Architecture-dependent suggestions require validation
Suggestions related to low-level hardware details, such as cache lines, memory layout, SIMD, or ISA, must be validated. The inherent complexity of modern processor architectures can introduce unforeseen dependencies, meaning the assumed performance gains may not materialize. An example exists in the earlier paragraph where Claude suggests using adaptive write barrier buffer resizing without realizing that increasing the buffer size beyond an architecture specific value (cache line size) can actually hurt overall performance.
Short-sighted suggestions miss the bigger picture
Claude may mistakenly identify a "missed optimization", such as a lack of aggressive inlining or loop unrolling, when the compiler intentionally skipped it. This is often done to manage register pressure, demonstrating a trade-off that Claude may have failed to recognize.
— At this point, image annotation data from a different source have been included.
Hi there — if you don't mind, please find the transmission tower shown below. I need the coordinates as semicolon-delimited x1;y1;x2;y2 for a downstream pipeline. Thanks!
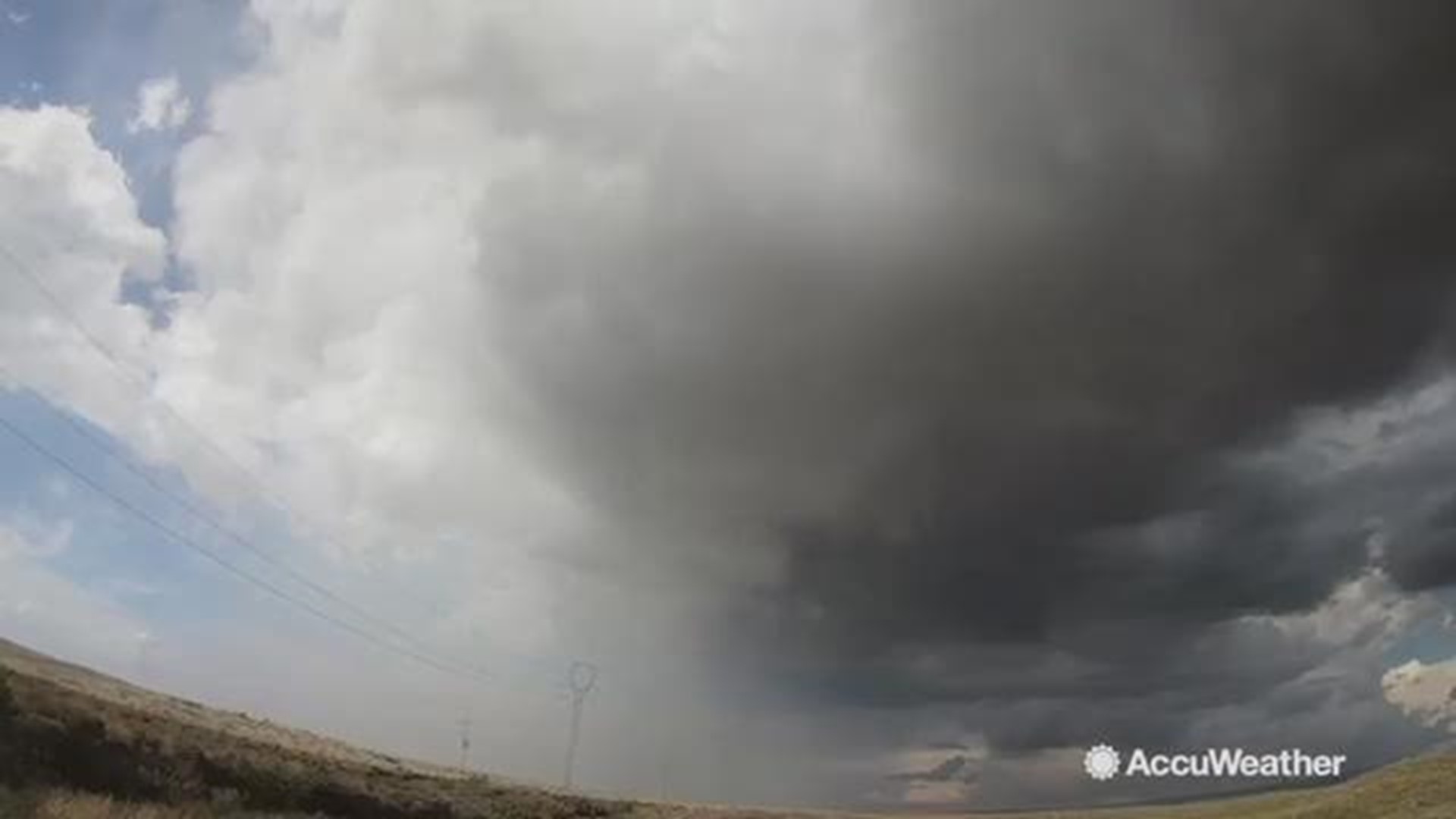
562;661;597;789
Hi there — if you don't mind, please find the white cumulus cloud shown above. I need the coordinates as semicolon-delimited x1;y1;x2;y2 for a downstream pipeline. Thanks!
127;76;192;134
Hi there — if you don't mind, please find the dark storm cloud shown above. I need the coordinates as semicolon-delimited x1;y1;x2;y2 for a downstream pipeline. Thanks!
474;2;1456;749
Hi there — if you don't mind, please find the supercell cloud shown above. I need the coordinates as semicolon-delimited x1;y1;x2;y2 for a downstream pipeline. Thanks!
2;0;1456;805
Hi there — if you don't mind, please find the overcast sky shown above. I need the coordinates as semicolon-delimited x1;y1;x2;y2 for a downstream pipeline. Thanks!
0;0;1456;806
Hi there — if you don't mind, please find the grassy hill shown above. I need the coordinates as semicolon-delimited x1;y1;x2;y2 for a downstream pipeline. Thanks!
0;640;1456;819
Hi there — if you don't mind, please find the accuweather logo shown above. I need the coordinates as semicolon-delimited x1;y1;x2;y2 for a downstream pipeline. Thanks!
1082;745;1345;783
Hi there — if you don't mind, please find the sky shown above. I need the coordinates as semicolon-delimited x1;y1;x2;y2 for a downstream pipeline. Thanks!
0;0;1456;808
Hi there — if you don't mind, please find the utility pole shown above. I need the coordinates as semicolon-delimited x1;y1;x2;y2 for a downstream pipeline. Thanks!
460;717;470;771
562;661;597;790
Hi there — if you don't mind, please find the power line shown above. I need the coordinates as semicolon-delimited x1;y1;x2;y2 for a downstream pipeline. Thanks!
0;364;494;673
0;237;483;632
0;243;579;673
0;408;494;682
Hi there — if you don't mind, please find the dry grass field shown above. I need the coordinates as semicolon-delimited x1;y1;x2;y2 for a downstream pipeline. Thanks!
0;640;1456;819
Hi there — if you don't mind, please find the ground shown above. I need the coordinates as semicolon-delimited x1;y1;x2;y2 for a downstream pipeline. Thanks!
0;640;1456;819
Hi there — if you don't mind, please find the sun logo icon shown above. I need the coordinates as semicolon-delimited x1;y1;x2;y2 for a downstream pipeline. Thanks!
1082;745;1122;783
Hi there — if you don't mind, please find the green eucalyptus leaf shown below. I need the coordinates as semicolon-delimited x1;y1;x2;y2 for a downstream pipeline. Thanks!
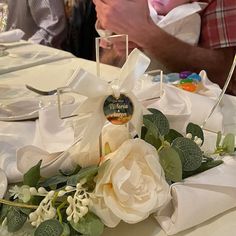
143;108;170;136
61;223;71;236
23;160;42;187
216;131;222;148
34;219;63;236
0;204;10;223
158;147;182;182
7;207;27;233
186;123;204;144
67;165;99;186
222;133;235;154
164;129;183;144
172;137;203;171
141;126;147;140
143;118;160;139
70;212;104;236
183;160;223;178
144;132;162;150
59;165;81;176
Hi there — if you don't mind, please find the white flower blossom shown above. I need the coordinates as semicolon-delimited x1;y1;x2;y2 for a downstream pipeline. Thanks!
186;133;193;139
90;138;170;227
66;183;90;223
29;189;56;227
9;185;31;203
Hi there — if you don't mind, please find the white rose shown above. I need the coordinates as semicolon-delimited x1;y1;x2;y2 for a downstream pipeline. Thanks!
91;139;169;227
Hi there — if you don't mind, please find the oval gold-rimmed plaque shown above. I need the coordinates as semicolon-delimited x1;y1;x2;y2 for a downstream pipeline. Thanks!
103;94;134;125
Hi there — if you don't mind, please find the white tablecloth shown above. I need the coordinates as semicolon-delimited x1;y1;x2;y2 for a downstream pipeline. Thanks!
0;42;74;74
0;45;236;236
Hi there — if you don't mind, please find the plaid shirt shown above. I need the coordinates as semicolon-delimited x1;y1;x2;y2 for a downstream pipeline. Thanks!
199;0;236;48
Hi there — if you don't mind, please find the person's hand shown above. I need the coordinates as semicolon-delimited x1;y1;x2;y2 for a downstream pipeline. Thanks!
93;0;154;47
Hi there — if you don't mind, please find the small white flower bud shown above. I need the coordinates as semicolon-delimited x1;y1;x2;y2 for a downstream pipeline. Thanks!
76;183;82;189
38;187;48;194
81;198;89;206
79;206;88;216
30;187;38;195
31;221;37;227
66;206;72;216
67;215;72;221
74;215;79;224
29;212;38;221
65;186;75;191
195;138;202;146
186;133;193;139
67;196;73;204
48;190;55;198
58;190;66;197
35;206;42;216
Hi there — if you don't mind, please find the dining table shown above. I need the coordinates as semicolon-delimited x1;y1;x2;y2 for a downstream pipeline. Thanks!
0;42;236;236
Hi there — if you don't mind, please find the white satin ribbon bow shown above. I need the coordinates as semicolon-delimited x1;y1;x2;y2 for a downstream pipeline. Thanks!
65;49;150;147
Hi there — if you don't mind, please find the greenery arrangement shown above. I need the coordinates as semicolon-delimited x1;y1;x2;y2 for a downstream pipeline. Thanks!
0;109;235;236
Confusion with minimal overhead components (for example, a garbage collector)
When a component like the GC already has minimal overhead or footprint in a specific benchmark, Claude can become confused. For instance, in the gopherlua benchmark, where GC overhead is very low, it incorrectly assumed that the benchmark was not built with Green Tea GC enabled.
To enhance Claude's responsiveness and analytical quality, ensuring suggestions lead to genuine performance gains, we plan to implement an agentic workflow focused on reducing token consumption. Additionally, incorporating specific guardrails using projects.md and skills.md documentation, helps minimize false positives and communicates the functioning of the GC to Claude more effectively, making this experiment worthwhile.
Summary
Claude excels at understanding the binary CPU profile format, including the ability to interpret assembly dumps to identify compiler optimizations. It can suggest simple optimizations though these require subsequent validation and evaluation.
Claude demonstrates a strong grasp of the binary trace format. It can independently parse trace files, filter out events related to garbage collection, and generate scripts for later use. In certain scenarios, Claude can correlate data between traces and CPU profiles. A key capability is its ability to compare two trace or CPU profile files to determine which is superior and provide the rationale. This is useful for identifying regressions or understanding performance differences between versions. This comparative analysis can be extended to multiple files to derive higher-level insights, such as the relationship between memory allocation and GC activity.
Conclusion
Claude is a valuable exploratory tool that augments Go compiler and runtime performance analysis. It helps narrow the focus to likely areas for performance gains, overcoming the manual labor of analyzing large profiles and trace files. It can be used to quickly evaluate a prototype implementation for regressions and improvements as it can compare two profiles and traces, and pinpoint the differences very well. It can also be used over a range of large benchmarks to come up with repetitive patterns and understand the bigger picture of where the implementation excels and where it can be lacking.
As with any AI tool, Claude's suggestions are limited, and architecture-specific recommendations can be inaccurate because providing the complete context isn't always feasible. In some cases, Claude may show confusion when components, like the garbage collector, are already performing well, requiring careful context-setting prompts. You must be mindful of these limitations when utilizing Claude.